Cut the challah into 1 inch cubes and allow them to sit out for 8 hours or overnight to stale and dry. After the bread has dried, put it in a greased 2 quart baking dish.

Next, add the milk, butter, syrup, and bourbon to a medium saucepan and heat on low until the butter melts, then stir in the chocolate, making sure it is thoroughly melted and mixed before removing the mixture from the heat. Allow the mixture to cool before whisking in the 3 eggs. Pour the mixture over the bread and stash in the fridge for at least 1 hour.

Remove the mixture from the fridge and allow it to come to room temp while you preheat your oven to 350. Top the mixture with the bacon pieces* before baking for 30-45 minutes or until the outside is set and the middle still has a little wobble. Serve warm with a scoop of ice cream.
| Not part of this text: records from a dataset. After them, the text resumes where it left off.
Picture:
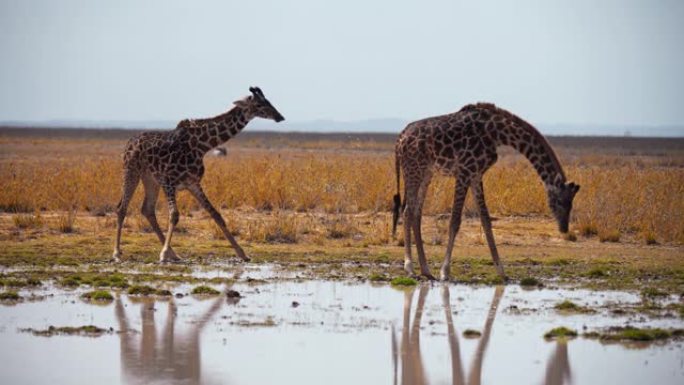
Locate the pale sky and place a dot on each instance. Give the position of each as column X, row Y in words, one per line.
column 612, row 62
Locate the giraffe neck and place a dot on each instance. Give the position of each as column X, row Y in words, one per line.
column 220, row 129
column 522, row 136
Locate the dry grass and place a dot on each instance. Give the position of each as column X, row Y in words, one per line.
column 622, row 194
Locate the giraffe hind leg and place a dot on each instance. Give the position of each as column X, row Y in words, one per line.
column 198, row 193
column 131, row 181
column 167, row 254
column 150, row 203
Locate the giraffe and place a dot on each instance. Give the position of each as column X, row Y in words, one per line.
column 172, row 161
column 463, row 145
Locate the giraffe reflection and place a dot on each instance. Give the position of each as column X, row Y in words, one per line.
column 558, row 368
column 169, row 357
column 412, row 369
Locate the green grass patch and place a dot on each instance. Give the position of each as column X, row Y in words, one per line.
column 375, row 277
column 610, row 236
column 88, row 330
column 597, row 272
column 205, row 290
column 141, row 290
column 98, row 295
column 9, row 296
column 403, row 281
column 571, row 307
column 630, row 333
column 652, row 292
column 530, row 281
column 470, row 333
column 560, row 332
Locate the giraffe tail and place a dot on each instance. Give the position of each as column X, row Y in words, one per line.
column 397, row 198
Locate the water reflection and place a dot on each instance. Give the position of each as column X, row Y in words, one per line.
column 149, row 357
column 558, row 367
column 407, row 354
column 412, row 369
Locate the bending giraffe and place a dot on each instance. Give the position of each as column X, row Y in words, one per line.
column 172, row 161
column 463, row 145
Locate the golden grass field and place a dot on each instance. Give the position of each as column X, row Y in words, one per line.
column 325, row 199
column 628, row 189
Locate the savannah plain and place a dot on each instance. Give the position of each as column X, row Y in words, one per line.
column 320, row 203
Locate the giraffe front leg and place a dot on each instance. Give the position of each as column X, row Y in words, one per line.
column 460, row 193
column 167, row 254
column 487, row 225
column 408, row 259
column 131, row 180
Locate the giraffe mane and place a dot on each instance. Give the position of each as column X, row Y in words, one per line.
column 523, row 124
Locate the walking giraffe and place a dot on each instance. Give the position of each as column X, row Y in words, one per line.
column 463, row 145
column 172, row 161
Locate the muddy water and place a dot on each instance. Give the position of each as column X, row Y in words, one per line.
column 336, row 333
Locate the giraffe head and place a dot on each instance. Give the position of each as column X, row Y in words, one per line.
column 257, row 105
column 560, row 196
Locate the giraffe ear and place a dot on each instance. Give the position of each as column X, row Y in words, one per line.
column 558, row 181
column 573, row 187
column 241, row 103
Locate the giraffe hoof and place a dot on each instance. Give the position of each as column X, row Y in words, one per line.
column 444, row 275
column 168, row 256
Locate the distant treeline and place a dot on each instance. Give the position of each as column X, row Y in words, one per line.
column 595, row 144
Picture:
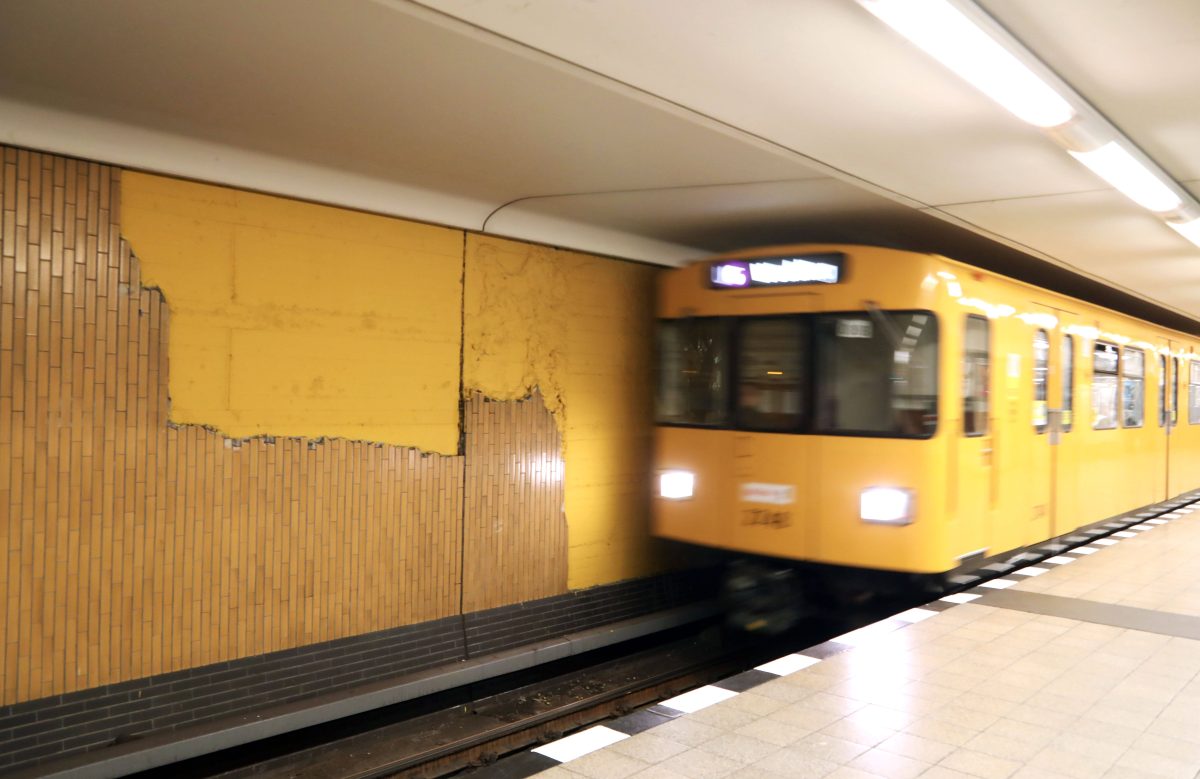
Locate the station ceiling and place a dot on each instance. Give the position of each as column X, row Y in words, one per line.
column 653, row 130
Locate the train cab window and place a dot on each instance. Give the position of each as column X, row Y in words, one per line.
column 876, row 375
column 772, row 366
column 975, row 376
column 1133, row 373
column 1194, row 393
column 1041, row 378
column 1104, row 385
column 693, row 376
column 1162, row 390
column 1068, row 382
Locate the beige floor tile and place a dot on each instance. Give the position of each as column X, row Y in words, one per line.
column 750, row 701
column 687, row 731
column 723, row 717
column 825, row 747
column 606, row 763
column 1003, row 747
column 882, row 717
column 865, row 733
column 807, row 718
column 888, row 763
column 789, row 762
column 946, row 731
column 657, row 772
column 978, row 763
column 1158, row 765
column 1169, row 747
column 697, row 763
column 923, row 749
column 737, row 747
column 754, row 772
column 846, row 772
column 942, row 772
column 773, row 731
column 649, row 747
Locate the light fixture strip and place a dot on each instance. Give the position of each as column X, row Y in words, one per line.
column 969, row 41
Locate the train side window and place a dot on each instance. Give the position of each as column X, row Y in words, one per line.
column 1194, row 393
column 975, row 376
column 1104, row 385
column 1041, row 378
column 693, row 376
column 1133, row 393
column 1162, row 390
column 1068, row 382
column 772, row 373
column 876, row 373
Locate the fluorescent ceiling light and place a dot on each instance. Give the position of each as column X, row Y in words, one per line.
column 1189, row 231
column 1116, row 166
column 958, row 43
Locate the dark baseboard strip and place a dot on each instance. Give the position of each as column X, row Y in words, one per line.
column 192, row 742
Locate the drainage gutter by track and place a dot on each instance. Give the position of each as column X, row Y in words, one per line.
column 162, row 749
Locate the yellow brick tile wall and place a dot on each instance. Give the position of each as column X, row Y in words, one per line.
column 143, row 529
column 580, row 329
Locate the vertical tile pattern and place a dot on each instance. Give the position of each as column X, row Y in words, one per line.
column 132, row 547
column 515, row 529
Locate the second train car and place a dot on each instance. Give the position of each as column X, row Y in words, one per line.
column 863, row 409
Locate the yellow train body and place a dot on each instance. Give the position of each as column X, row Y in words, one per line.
column 1033, row 469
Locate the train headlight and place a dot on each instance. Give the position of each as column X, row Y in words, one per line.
column 891, row 505
column 677, row 485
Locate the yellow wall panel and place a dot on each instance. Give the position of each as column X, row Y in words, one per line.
column 580, row 329
column 336, row 323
*For even more flavor, top with bourbon maple glazed bacon.

Saturday, June 17, 2017

Scotch Sour


One of my goals in life is to know a few cocktails that I can whip out whenever company is over or I feel like a drink. I've always enjoyed sour cocktails, especially whiskey sours, but I was out of bourbon so I decided to try Scotch instead. It was delicious. I added a bit of my own flair by making a simple syrup with demerara sugar and created this simple, refreshing, easy drinking cocktail.


Ingredients:

Ice
1 part demerara simple syrup*
1 part fresh lemon juice
2 parts Scotch
Lemon peel (optional)
Maraschino cherry (optional)

Directions:

Fill the bottom of a cocktail shaker with ice and add your simple syrup, lemon juice, and Scotch. Shake for 10 seconds to thoroughly combine the ingredients and lightly aerate it. Strain it into an ice-filled lowball glass or tumbler or straight up (no ice) into a cocktail glass and garnish with a lemon peel and maraschino cherry.

Raise your glass, toast your friends, and enjoy!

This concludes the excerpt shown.